The city uses these figures to identify 20 “peers” for each school. We took a different approach, standardizing the number and translating it to our 1-to-9 scale. In relative terms, schools with large Needs Index differences would be expected to show large differences in performance; the closer the Needs Index scores, the more relevant and meaningful the comparison.
Q. You say you’re comparing each school with the average school. Is that the same as the city average or total that gets reported whenever new data is released?
A. No, the city average in most reports refers to the performance of the average student in the city. SchoolBook’s calculations are based entirely on school performance — we’re comparing schools with one another, and the average we use is the average of all schools that have data for a given category. So if you’re curious about how your own child compares with other children in the city, you would want to refer to the city average, whereas SchoolBook’s figures will tell you how your child’s school compares with other schools.
Q. I think your scores misrepresent my school. How can I register a protest or give your users what I consider a more accurate assessment of my school?
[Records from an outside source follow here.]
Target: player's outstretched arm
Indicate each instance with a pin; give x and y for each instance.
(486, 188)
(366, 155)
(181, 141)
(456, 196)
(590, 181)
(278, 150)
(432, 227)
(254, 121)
A. We’re eager for constructive feedback, as well as alternate viewpoints. To share your thoughts directly with SchoolBook editors, e-mail firstname.lastname@example.org. comment on the website or tweet us @schoolbook.
Q. You’re inviting me to compare schools on your site. But you say that the scores are based on how a school compares only to certain subcategories of schools. How do I know that your numbers provide an apples-to-apples comparison for the schools I’m interested in?
A. Sometimes they don’t. Sometimes, schools do not have enough data, especially new schools, and private schools. When you compare them, you may see a blank space or a N/A in certain spots. Also, for high schools, where there are generally six but as many as eight variables, we only provided summary Performance scores for those with at least three variables.
To come up with our 1 to 9 scores, we compared an individual school to the average of all schools in the city serving similar grades. So, elementary schools are compared to elementary schools. The 1 to 9 summary score they get, though, is then comparable to summary scores for other types of schools, because after standardizing the data, the comparisons become more relative.